Ed Davey’s clean energy investment challenge
In his opening remarks at the third annual Clean Energy Ministerial (CEM), energy and climate change secretary Ed Davey has today called on the Government and businesses to “lead the low-carbon transition”.
Addressing 23 energy ministers from some of the world’s biggest economies on the day that it was formally announced that the UK economy was in a “double-dip recession”, Davey said that despite difficult financial circumstances, the push for a green economy led by clean energy was entirely achievable.
It is a concept not lost on an increasing number of financial giants such as Wells Fargo, which recently announced a $30 billion commitment to green investment.
“Over the past few years, the global low-carbon sector has outshone the rest of the economy”, Davey said in the investment section of his short address.
“In 2011, the trillionth dollar was invested in clean energy; investment in renewables now outstrips investment in fossil fuels.
“But as major economies face tougher fiscal conditions, indications suggest growth has slowed.”
Despite investment in clean energy surging in 2011, with £5.9 billion injected into the sector, the first quarter of 2012 showed a lull.
Davey added that a strong governmental agenda was needed to ensure that the renewable energy market thrives, and to enable low-carbon businesses and sectors to form the cornerstone of our future economy. But talk is cheap.

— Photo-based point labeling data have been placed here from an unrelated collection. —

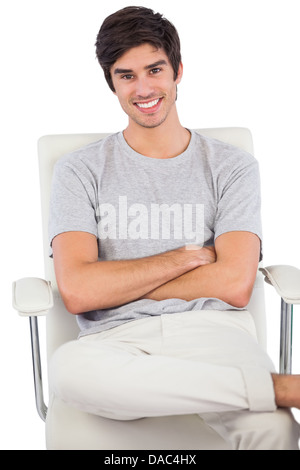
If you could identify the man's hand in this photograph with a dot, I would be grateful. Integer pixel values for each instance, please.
(227, 272)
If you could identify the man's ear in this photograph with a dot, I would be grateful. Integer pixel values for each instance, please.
(179, 74)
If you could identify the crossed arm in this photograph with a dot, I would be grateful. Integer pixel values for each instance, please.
(226, 272)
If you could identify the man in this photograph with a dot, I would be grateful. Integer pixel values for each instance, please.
(156, 239)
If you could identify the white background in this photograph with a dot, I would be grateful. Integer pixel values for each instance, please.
(241, 63)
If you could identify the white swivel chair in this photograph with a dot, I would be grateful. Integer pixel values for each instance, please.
(68, 428)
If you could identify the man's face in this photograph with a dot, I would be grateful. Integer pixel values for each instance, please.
(144, 82)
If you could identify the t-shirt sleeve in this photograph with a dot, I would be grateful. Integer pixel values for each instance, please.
(239, 203)
(72, 202)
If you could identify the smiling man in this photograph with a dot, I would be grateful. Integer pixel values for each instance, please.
(156, 237)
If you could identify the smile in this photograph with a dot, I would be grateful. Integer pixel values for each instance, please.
(148, 105)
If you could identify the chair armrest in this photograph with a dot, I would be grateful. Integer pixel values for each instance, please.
(285, 280)
(32, 296)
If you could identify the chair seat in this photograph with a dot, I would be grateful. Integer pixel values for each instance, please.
(71, 429)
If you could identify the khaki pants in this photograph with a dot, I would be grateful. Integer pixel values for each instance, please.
(203, 362)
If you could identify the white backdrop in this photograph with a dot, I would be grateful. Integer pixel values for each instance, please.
(241, 68)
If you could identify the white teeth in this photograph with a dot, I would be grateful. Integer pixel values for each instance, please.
(148, 105)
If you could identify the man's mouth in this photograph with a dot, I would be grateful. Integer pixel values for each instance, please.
(148, 106)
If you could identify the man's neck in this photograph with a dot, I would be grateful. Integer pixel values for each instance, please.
(165, 141)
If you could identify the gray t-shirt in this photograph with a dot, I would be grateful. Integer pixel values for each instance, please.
(139, 206)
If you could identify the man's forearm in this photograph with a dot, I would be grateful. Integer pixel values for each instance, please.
(230, 278)
(211, 281)
(86, 284)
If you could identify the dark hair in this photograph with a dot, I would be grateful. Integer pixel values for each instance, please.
(132, 27)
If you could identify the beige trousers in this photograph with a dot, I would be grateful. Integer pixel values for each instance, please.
(203, 362)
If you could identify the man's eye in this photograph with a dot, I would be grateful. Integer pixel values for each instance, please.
(156, 70)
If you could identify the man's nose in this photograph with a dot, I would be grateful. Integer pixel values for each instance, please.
(144, 88)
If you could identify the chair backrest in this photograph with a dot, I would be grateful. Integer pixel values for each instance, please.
(61, 326)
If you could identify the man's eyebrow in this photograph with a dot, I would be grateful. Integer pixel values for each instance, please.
(151, 66)
(156, 64)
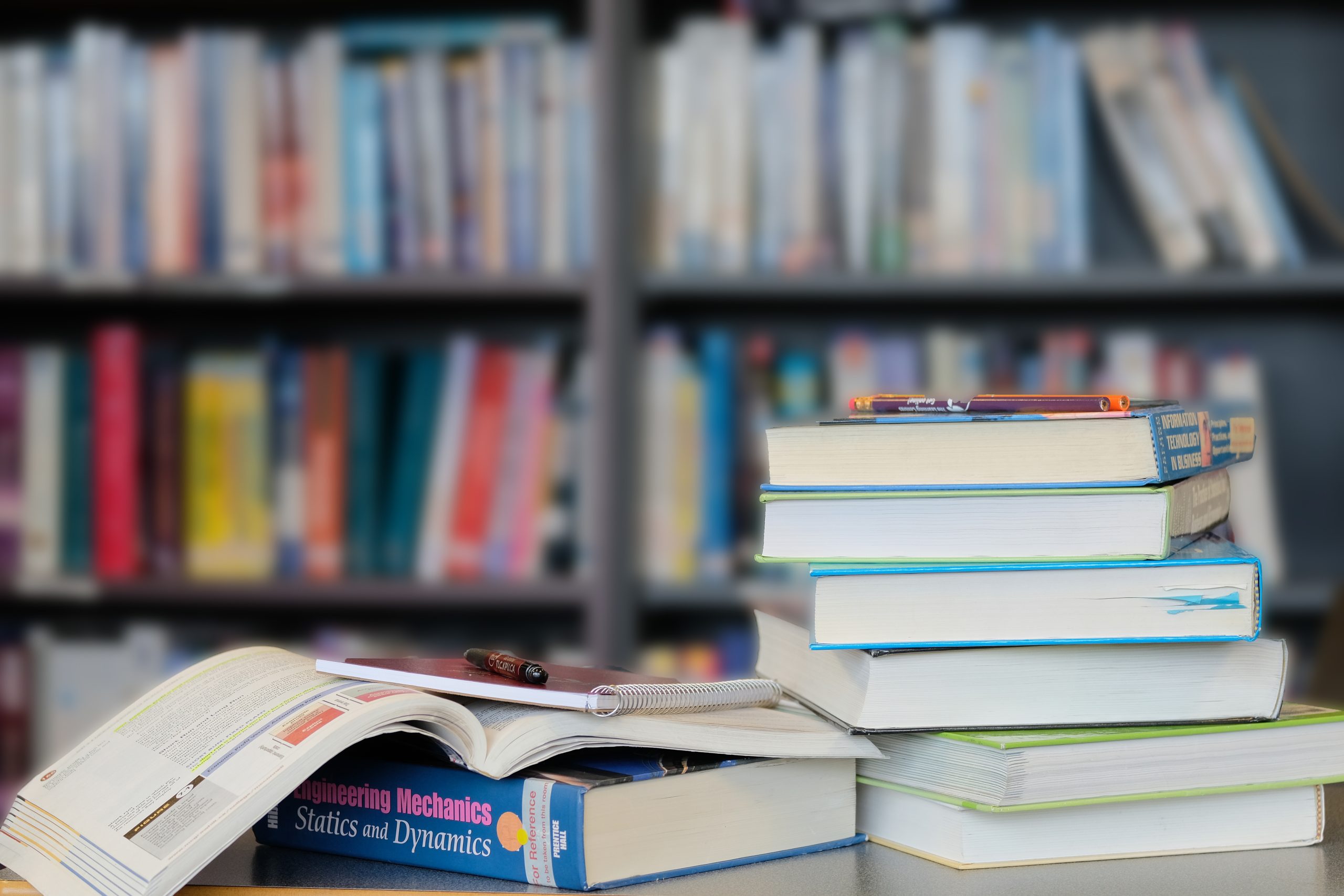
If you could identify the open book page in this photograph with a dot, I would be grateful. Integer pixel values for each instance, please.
(519, 736)
(159, 790)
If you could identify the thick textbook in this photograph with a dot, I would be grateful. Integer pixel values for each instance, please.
(1144, 445)
(964, 837)
(167, 784)
(1023, 770)
(608, 820)
(1140, 523)
(1034, 687)
(1210, 590)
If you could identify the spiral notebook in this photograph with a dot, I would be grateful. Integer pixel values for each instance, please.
(604, 692)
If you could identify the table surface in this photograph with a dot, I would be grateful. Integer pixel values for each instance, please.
(867, 870)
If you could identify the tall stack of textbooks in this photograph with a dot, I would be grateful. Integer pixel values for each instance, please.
(949, 152)
(135, 457)
(1040, 624)
(381, 147)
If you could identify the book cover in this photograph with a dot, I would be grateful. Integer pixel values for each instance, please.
(11, 458)
(413, 440)
(365, 455)
(76, 465)
(324, 461)
(529, 829)
(116, 452)
(480, 464)
(1210, 550)
(1186, 442)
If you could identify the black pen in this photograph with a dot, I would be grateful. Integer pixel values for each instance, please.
(503, 664)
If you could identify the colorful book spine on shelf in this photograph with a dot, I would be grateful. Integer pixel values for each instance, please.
(116, 452)
(407, 481)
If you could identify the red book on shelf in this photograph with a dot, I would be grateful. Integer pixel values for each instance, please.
(478, 471)
(116, 452)
(324, 462)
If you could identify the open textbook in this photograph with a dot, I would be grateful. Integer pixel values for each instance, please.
(163, 787)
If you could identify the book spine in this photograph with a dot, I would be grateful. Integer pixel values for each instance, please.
(409, 475)
(717, 362)
(42, 388)
(1187, 442)
(521, 829)
(11, 458)
(483, 442)
(324, 468)
(163, 472)
(365, 418)
(77, 467)
(289, 480)
(116, 442)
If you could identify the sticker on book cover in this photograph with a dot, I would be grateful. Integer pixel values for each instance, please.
(1242, 434)
(534, 832)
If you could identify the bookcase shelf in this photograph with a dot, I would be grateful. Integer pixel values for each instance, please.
(420, 288)
(1321, 284)
(375, 596)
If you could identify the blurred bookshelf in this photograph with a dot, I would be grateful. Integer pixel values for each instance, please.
(612, 305)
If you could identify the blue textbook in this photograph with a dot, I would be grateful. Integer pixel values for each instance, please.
(1209, 590)
(1153, 442)
(597, 820)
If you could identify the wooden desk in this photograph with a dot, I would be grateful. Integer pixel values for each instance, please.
(866, 871)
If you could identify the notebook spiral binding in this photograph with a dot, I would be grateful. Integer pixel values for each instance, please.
(660, 700)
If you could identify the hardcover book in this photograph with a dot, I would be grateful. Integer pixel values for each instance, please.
(1210, 590)
(584, 824)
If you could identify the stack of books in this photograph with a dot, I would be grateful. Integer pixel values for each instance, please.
(1064, 573)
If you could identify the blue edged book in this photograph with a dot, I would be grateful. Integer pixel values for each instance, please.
(1150, 444)
(598, 820)
(1209, 590)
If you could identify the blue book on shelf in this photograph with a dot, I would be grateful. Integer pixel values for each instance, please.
(365, 418)
(531, 828)
(1209, 590)
(1266, 188)
(362, 164)
(717, 362)
(1182, 442)
(409, 476)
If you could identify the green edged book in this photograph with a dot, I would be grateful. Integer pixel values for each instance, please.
(1144, 523)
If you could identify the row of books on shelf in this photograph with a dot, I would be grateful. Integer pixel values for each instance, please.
(710, 395)
(960, 151)
(385, 147)
(140, 457)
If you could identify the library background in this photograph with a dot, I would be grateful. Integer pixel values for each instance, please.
(460, 325)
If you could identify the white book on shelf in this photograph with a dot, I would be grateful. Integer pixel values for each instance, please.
(859, 116)
(670, 78)
(59, 172)
(554, 88)
(319, 101)
(243, 154)
(449, 434)
(802, 78)
(8, 162)
(429, 116)
(731, 108)
(44, 387)
(29, 225)
(494, 174)
(958, 59)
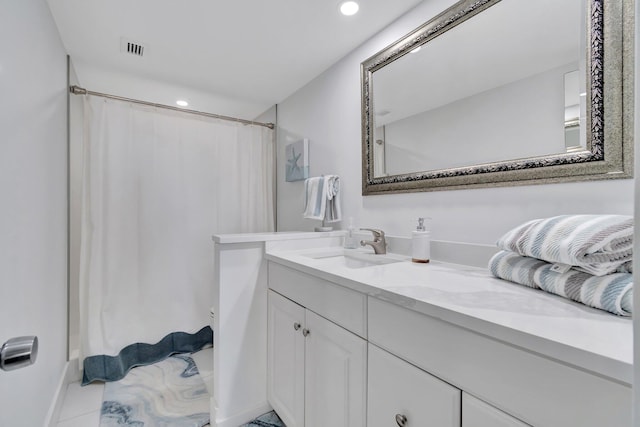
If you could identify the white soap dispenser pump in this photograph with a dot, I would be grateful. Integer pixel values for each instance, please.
(350, 240)
(421, 243)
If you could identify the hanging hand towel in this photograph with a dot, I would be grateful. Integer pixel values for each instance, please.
(333, 212)
(322, 198)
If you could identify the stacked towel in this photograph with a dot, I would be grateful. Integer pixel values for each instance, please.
(612, 292)
(322, 201)
(586, 258)
(595, 244)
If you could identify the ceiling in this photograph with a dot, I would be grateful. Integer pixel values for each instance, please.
(254, 50)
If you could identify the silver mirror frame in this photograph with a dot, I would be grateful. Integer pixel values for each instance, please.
(609, 153)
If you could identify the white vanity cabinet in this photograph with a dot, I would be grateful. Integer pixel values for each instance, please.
(401, 394)
(371, 359)
(316, 369)
(476, 413)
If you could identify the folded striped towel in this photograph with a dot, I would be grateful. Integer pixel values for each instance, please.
(322, 198)
(595, 244)
(612, 292)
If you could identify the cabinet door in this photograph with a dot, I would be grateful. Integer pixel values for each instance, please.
(285, 358)
(335, 375)
(476, 413)
(402, 395)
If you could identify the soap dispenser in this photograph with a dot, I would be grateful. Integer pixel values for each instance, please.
(421, 243)
(350, 241)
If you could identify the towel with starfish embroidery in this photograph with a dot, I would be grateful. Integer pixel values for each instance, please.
(322, 198)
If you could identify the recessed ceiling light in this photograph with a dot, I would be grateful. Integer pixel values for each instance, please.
(349, 8)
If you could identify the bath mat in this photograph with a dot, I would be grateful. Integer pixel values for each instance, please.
(113, 368)
(169, 393)
(269, 419)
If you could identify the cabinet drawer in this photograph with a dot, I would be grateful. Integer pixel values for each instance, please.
(476, 413)
(530, 387)
(342, 306)
(398, 389)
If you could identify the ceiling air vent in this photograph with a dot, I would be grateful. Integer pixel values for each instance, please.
(132, 47)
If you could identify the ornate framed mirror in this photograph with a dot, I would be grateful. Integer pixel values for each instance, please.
(501, 92)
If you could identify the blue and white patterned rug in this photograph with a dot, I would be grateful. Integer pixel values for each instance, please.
(169, 393)
(267, 420)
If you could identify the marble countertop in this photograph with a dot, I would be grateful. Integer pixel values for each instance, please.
(472, 298)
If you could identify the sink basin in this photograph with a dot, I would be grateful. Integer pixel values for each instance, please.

“Our challenge is to make sure investment in clean energy soars, even if the wider economy is sluggish”, he said.
“Government cannot do this alone: we do not have the reach, or the balance sheet.
“So we must create the right frameworks for investment, sending clear signals to the businesses who will lead the low-carbon transition”.
“We must encourage innovation, and do what we can to bring clean technologies to market.”
Nice sentiments but not entirely in-keeping with the government’s fumbling of the feed-in tariff scheme, which has only served to confuse the sector.
Ed Gill, head of external affairs at Good Energy recently told Blue & Green Tomorrow: “The planned feed-in tariff Contract for Difference is a very poor instrument for attracting  investors, because it’s so complex and inaccessible. It might be fine in theory, but it just leaves too many people scratching their heads, including those inside the DECC (Department for Energy and Climate Change).”
Davey will give an environmental address at the CEM tomorrow in place of David Cameron, who yesterday cut his own talk and is yet to deliver a keynote speech on the environment whilst in charge of the country.
The PM’s contribution will now come in the form of “remarks” at the beginning of the event’s second day on April 26.
There are high expectations for Cameron’s brief cameo at the CEM, but it is likely that it will once again be left to the energy secretary—this time Ed Davey— to attempt to rebuild trust in green policies, which have so far underwhelmed and under-performed.